SEMARANG- Konsultan politik di tingkat lokal atau yang bermain di daerah diyakini tidak banyak memetik hasil di ajang Pilkada serentak 2018.
Pengamat politik Universitas Diponegoro (Undip), Teguh Yuwono, menyatakan bisnis konsultan politik masih dikuasai pemain-pemain nasional.
“Faktor kedekatan dengan Dewan Pimpinan Pusat (DPP) partai menjadi alasan konsultan politik lokal sulit berkembang. Sampai sekarang pengambilan keputusan percaturan politik di daerah masih diatur pada tingkat pusat,” kata Teguh, kemarin.
Hal itu bisa dilihat dari pengalaman selama ini, dimana tim-tim dari konsultan politik dari Jakarta masih mendominasi proyek pilkada di daerah-daerah. “Artinya yang bermain tetap saja orang-orang konsultan politik dari Jakarta sana yang disewa oleh DPP untuk bekerja di provinsi tertentu,” imbuh Teguh.
Jika pun konsultan politik lokal mendapat order dari Pilgub Jateng nanti, menurut Teguh, perannya hanya sebatas membantu kerja dari konsultan politik dari pusat. Oleh sebab itu, jika mereka ingin kebagian kue maka konsultan politik lokal harus mengepakkan sayap dengan bermain di Jakarta. “Saya yakin kok kuncinya itu di DPP,” imbuhnya.
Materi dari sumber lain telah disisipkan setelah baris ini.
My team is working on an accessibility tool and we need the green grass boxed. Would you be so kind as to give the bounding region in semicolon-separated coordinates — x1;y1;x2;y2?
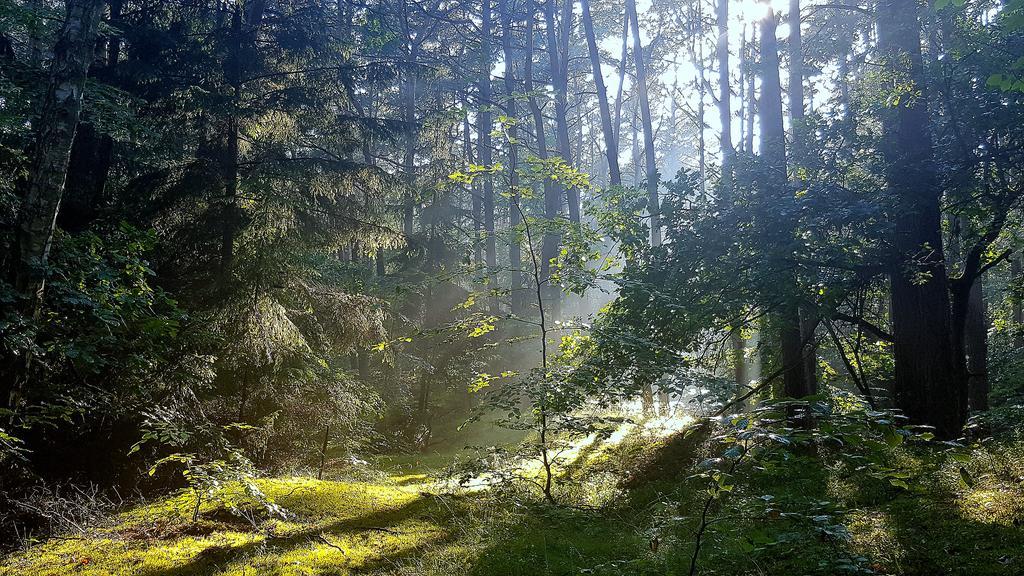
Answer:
4;423;1024;575
0;477;451;576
Terkait besaran tarif konsultan politik, menurut Teguh, tidak ada angka pasti. Selain itu, sifatnya juga tidak terbuka seperti di Amerika Serikat. “Kalau di Amerika lebih terbuka dan profesional. Di sana mereka declare jika menjadi konsultan politiknya si A atau si B untuk menjaga netralitas. Kalau di kita (Indonesia) kan tidak, banyak yang di bawah permukaan dan yang muncul di televisi hanya tim survei,” imbuhnya.
Ia berharap konsultan politilk di tingkat Jakarta membuka diri terhadap aspek social responsibility dengan melibatkan konsultan lokal. Dengan begitu mereka juga dapat ikut berkiprah dan bekerja sehingga bisa menjadi ajang pembelajaran untuk kebaikan demokrasi ke depan.
Lebih jauh Teguh menjelaskan, tim konsultan politik dan tim survei sejatinya merupakan dua hal yang berbeda. Konsultan politik terlibat secara psikologis untuk memoles/mendesain kandidat yang dijadikan klien agar bisa menang. Tetapi tak jarang konsultan politik juga sekaligus melakukan servei. “Namun (sebenarnya) tim survei tidak terlibat dalam konsultan politik, tetapi hanya melakukan pengecekan terhadap kondisi popularitas dan peluang kalah menang seorang kandidat,” imbuhnya.
Menurut Teguh, saat ini dinamika percaturan politik di Jawa Tengah masih cenderung landai. Hal itu disebabkan karena konsentrasi masih dikerahkan sepenuhnya di Pilgub Jakarta.
Harusnya satu tahun terkahir jelang hari H pemilu, suhu politik di Jawa Tengah sudah mulai menghangat. Ia memprediksi Pilgub Jateng bakal mulai memanas saat PDI Perjuangan menentukan calon usungannya.
“Karena Jateng dikuasai PDI Perjuangan maka parpol lain menunggu PDI-P menentukan pilihan, baru menyusun strategi,” ujarnya.